Son yıllarda ekonomik kriz bahane edilerek piyasa ihtiyacının karşılanmasına yönelik olarak ormanlarımız yoğun bir üretim baskısı altına alınmıştır.
Orman alanlarının tahribatına dönük yasal düzenlemeler tam bitti derken; tıpkı depremlerde olduğu gibi artçılar şeklinde yeni düzenleme ile karşılaşıyoruz. Mevcut iktidar 22 yıllık döneminde (2002-2023); 6831 sayılı Orman Kanunu’nda 35 kez yapılan değişiklikler yetmemiş ki bu kez 36’ncı değişiklik teklifi 1 Mart 2023 tarihinde TBMM’ye sunuldu ve hızla komisyonlardan geçirildi, muhtemelen görev süresi dolmadan da yasalaşacak!
TBMM’ye sunulan yeni değişiklik teklifinin bütününe baktığımızda, çok ciddi tutarsızlıkların olduğunu görmekteyiz. Gerçeklerden uzak popülist anlayışla fiili durumları devam ettiren, mevcut yasal düzenlemelerle de çelişen bu kanun değişikliği teklifi, ormanlarımızı korumaktan çok uzak olduğu gibi yeni tahribatlara yol açacaktır.

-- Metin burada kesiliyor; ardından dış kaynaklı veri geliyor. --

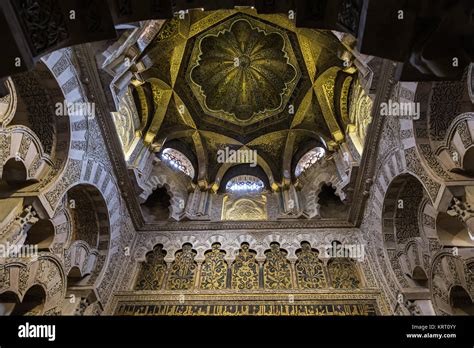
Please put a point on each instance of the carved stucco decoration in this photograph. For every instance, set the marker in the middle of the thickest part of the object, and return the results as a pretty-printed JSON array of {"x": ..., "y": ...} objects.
[
  {"x": 243, "y": 70},
  {"x": 309, "y": 268},
  {"x": 214, "y": 269},
  {"x": 8, "y": 104}
]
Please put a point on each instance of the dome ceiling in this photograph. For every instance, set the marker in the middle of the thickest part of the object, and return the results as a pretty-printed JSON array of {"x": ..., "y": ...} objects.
[
  {"x": 243, "y": 70},
  {"x": 233, "y": 78}
]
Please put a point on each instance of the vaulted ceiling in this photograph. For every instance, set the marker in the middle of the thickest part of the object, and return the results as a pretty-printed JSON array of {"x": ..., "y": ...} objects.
[{"x": 238, "y": 79}]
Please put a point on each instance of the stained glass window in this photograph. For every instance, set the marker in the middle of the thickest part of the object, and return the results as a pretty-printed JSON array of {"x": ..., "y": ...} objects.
[
  {"x": 177, "y": 160},
  {"x": 308, "y": 160},
  {"x": 245, "y": 184}
]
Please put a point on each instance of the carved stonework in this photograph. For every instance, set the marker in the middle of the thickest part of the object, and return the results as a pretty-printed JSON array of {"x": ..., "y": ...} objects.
[
  {"x": 152, "y": 271},
  {"x": 343, "y": 274},
  {"x": 183, "y": 269},
  {"x": 277, "y": 273},
  {"x": 309, "y": 268},
  {"x": 214, "y": 269},
  {"x": 245, "y": 270}
]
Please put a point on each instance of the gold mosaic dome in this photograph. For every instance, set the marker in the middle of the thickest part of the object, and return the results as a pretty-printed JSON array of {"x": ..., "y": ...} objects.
[{"x": 243, "y": 70}]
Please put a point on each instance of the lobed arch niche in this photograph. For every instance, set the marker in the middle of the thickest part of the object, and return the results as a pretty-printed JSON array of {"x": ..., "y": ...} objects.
[
  {"x": 39, "y": 130},
  {"x": 403, "y": 235},
  {"x": 87, "y": 246},
  {"x": 32, "y": 302}
]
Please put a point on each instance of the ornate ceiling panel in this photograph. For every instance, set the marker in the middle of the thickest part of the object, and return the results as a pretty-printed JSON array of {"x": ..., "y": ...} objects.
[
  {"x": 243, "y": 70},
  {"x": 233, "y": 78}
]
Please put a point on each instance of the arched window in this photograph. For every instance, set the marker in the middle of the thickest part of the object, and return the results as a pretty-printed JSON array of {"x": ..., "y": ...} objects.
[
  {"x": 245, "y": 184},
  {"x": 308, "y": 160},
  {"x": 177, "y": 160}
]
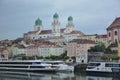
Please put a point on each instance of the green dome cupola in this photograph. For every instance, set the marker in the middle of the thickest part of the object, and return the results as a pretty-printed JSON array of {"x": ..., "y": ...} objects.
[
  {"x": 55, "y": 15},
  {"x": 70, "y": 18},
  {"x": 38, "y": 22}
]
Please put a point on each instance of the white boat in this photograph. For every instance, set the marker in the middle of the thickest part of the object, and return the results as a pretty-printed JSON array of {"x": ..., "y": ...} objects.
[
  {"x": 27, "y": 65},
  {"x": 62, "y": 66},
  {"x": 103, "y": 68}
]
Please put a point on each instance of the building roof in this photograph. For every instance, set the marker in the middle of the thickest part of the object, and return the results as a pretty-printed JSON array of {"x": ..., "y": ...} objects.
[
  {"x": 101, "y": 36},
  {"x": 45, "y": 44},
  {"x": 46, "y": 32},
  {"x": 115, "y": 24},
  {"x": 82, "y": 41}
]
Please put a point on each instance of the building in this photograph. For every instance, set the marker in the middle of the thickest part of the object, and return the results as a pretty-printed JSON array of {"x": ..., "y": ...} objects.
[
  {"x": 44, "y": 49},
  {"x": 113, "y": 31},
  {"x": 79, "y": 46},
  {"x": 102, "y": 39},
  {"x": 68, "y": 33}
]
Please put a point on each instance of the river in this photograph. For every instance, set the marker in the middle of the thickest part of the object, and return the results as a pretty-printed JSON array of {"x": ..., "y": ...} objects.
[{"x": 50, "y": 76}]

Son yıllarda ekonomik kriz bahane edilerek piyasa ihtiyacının karşılanmasına yönelik olarak ormanlarımız yoğun bir üretim baskısı altına alınmıştır. 15 yıl önce 13 milyon m3 olan üretim 2017 yılında 18,5 milyon m3, 2020 yılında ise 28,5 milyon m3 2021 de ise 31,9 milyon m3 çıkarılmıştır. Gelinen aşamada odun üretimi baskısı ormanlarımızın geleceğini tehdit eder boyutlara ulaşmıştır. Yukarıda belirttiğimiz doğaya zarar veren çarpıcı olaylara daha birçok örnek eklenebilir. Yaşanan dehşet verici saldırılara rağmen TMMOB’ye bağlı meslek odaları olarak bilimin ve tekniğin ışığı altında kamu yararı gözeterek birikimimizi, kentimizin ve ülkemizin kalıcı çıkarları için kullanmak, sermayenin saldırılarına karşı kentimizi, ülkemizi ve doğamızı korumak toplumsal sorumluluğumuzdur.